Have seen it and heard story will post pics and story when i find it.


----------



## fish-n-hunt82 (Dec 13, 2008)

http://www.northamericanwhitetail.com/t ... index.html

Here is the link for the story some pics to. story was submitted by the hunter himself.


----------



## taddy1340 (Dec 10, 2004)

fish-n-hunt82 said:


> http://www.northamericanwhitetail.com/trophybucks/NAW_0907_11/index.html
> 
> Here is the link for the story some pics to. story was submitted by the hunter himself.


Yeah, that's the one where the outfitter brags on his webpage about 30,000 lbs of bait put out that year.


----------



## trikortreat (Dec 10, 2008)

fish-n-hunt82 said:


> http://www.northamericanwhitetail.com/trophybucks/NAW_0907_11/index.html
> 
> Here is the link for the story some pics to. story was submitted by the hunter himself.

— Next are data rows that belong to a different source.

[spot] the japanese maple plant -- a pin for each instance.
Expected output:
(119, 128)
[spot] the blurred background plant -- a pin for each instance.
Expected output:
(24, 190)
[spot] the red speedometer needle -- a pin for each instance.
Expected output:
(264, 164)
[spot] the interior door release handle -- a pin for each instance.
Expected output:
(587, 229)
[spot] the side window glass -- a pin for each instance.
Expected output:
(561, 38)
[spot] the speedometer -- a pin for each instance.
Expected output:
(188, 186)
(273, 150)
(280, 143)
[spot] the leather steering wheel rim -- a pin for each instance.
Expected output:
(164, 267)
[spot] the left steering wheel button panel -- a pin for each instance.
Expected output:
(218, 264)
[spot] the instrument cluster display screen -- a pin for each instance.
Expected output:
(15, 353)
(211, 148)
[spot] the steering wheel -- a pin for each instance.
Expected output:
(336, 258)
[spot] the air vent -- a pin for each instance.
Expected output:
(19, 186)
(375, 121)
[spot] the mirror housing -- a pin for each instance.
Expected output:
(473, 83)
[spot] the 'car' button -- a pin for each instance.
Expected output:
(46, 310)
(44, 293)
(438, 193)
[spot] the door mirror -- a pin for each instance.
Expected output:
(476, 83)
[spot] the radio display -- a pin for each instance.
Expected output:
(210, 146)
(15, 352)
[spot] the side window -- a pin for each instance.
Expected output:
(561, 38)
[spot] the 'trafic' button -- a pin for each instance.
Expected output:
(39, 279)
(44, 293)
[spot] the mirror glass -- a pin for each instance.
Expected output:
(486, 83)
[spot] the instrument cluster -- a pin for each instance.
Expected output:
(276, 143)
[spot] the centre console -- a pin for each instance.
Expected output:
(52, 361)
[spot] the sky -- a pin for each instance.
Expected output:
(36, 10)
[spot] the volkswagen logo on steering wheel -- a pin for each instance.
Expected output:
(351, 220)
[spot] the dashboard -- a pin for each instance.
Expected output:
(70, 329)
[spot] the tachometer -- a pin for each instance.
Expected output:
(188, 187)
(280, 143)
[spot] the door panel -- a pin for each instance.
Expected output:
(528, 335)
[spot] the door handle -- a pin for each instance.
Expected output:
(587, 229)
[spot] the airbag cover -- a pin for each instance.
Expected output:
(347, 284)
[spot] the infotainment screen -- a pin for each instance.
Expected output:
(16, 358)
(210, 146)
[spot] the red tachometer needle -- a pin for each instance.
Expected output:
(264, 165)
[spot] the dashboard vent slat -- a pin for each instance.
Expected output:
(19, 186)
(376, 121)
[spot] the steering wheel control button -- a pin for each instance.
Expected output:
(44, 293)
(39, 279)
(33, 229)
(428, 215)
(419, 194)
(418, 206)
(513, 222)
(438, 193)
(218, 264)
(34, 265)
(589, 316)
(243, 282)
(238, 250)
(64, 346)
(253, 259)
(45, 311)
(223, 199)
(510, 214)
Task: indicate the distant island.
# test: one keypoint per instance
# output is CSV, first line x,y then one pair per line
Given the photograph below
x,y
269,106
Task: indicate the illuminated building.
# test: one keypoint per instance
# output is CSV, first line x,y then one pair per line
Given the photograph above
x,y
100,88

is that the one? said he shot it with a bow. whats up with people talkin bout the 500 yrd stuff?


----------



## hunt4P&amp;Y (Sep 23, 2004)

Good story, glad it was taken by a bowhunter. I find it odd though that he talks about target panick, and that he grabs his compound to curb the problem... I grab my long bow and shoot when I get panick... Kind of a backwards philosiphy he has!


----------



## goatboy (Dec 29, 2003)

Yes, two of our state records have been taken by out of staters.
Here's the muley from from 06, it not just our archery but over all record as well.
Guess I'd have a $hit eating grin like that also if that was me!
Dang cheeseheads!


----------